Our Reform campaign team got a mixed reception – a few ‘two fingers’ and sour faces but also an encouraging number of thumbs-up and smiles on doorsteps. Not least, I suspect, because Danczuk’s local background positions him well to beat Galloway (whom many in middle class neighbourhoods abhor), but also due to his evident concern to address the less happy truths of this town, which its residents can attest to: poverty, low growth and wage depression, lack of local investment, substandard public transport connections, a surfeit of derelict and vacant properties, high crime rates and the proliferation of gangs, and run-down shopping streets hosting aggrieved and dispossessed youths.

One of the lowest income areas of the country, where about 40 per cent of children live below the poverty line, by the first quarter of 2023 the borough had become home to 851 asylum seekers in receipt of financial and housing support, significantly higher than most other such towns, according to Home Office statistics. The town is a prime example of a low-income Britain dumping ground. Who decided this was a suitable place for mainly male asylum seekers when its own youth population had been so dehumanised and were still so vulnerable and traumatised? Subjected to the most horrific abuse and violation, even blamed and treated as pariahs, the cries of Rochdale’s girl victims should be echoing alongside the screams of those massacred and tortured in Israel on October 7 that George Galloway appears to be so unconcerned about.

But they are not. Galloway’s appeals to the disaffected, along with his support for the Hamas terrorists, have ensured this. Just as establishment elites never bothered to address the integration of Rochdale’s immigrant community from the 1960s onwards (many of whom came to work in textile mills that closed 20 years later and are still outliers from the communities in which they settled), their successors in local leadership and police were remiss in ignoring the pleas of worried parents concerning their daughters’ safety. Rochdale’s atrocities are a terrible testament to the establishment’s total disregard of the reality of immigration under cover of multicultural wishful thinking – let alone the responsibilities that go with it.

Danczuk (whose ethnic origins are Polish and background is working class, having worked in a local factory at the age of 16) understands these issues and wants to make Rochdale a better place for both the 30 per cent Muslim community and the majority white one. His policies are for the people of Rochdale, without the divisive and sectarian point-scoring or dog-whistling that characterises Gallaway’s. Danczuk wants to prioritise local businesses, refresh the high streets and encourage unity by efforts to integrate micro-communities, and desegregating along along racial and religious lines. He says his ‘priority is putting Rochdale first’. He also did not stand idly by during the years of child rape. Instead he exposed it.

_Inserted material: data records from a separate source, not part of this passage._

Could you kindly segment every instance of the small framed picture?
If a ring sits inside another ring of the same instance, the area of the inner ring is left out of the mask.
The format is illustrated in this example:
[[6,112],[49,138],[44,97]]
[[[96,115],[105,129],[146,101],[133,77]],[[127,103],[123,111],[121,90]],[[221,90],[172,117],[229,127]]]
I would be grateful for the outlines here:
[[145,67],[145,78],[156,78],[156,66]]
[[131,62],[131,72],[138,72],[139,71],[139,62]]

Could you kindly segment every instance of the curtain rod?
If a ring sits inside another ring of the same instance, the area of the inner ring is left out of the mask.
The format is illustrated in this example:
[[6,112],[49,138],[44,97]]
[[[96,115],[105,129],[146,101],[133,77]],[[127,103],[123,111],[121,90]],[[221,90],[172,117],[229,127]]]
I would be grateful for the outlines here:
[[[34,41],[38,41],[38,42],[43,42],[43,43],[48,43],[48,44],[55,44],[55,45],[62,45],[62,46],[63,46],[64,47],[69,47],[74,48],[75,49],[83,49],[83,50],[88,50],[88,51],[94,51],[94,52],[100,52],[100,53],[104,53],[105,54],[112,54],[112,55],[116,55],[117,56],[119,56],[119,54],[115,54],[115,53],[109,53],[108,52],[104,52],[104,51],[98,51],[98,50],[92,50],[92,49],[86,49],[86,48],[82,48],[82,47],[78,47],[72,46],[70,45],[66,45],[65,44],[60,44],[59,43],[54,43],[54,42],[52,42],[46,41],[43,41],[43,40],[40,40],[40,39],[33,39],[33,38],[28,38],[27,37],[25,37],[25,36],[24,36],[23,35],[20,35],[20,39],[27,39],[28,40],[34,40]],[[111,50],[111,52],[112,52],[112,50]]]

Galloway in contrast is a careerist who sees Rochdale as a stepping stone to his grand ambitions. This is obvious in his stated view that the by-election ‘is a referendum on . . . Gaza’ and that winning the town’s seat will bestow on him a ‘mandate’ to push for an ‘immediate and complete ceasefire, followed by Israeli withdrawal from the territory’.

For the embattled people of Rochdale, a victory for Simon Danczuk would herald a turnaround, infusing this distressed former manufacturing town with new investment and employment opportunities, regeneration of vital infrastructure for communities to flourish and the drawing together of disparate groups on common ground rather the sowing of divisions.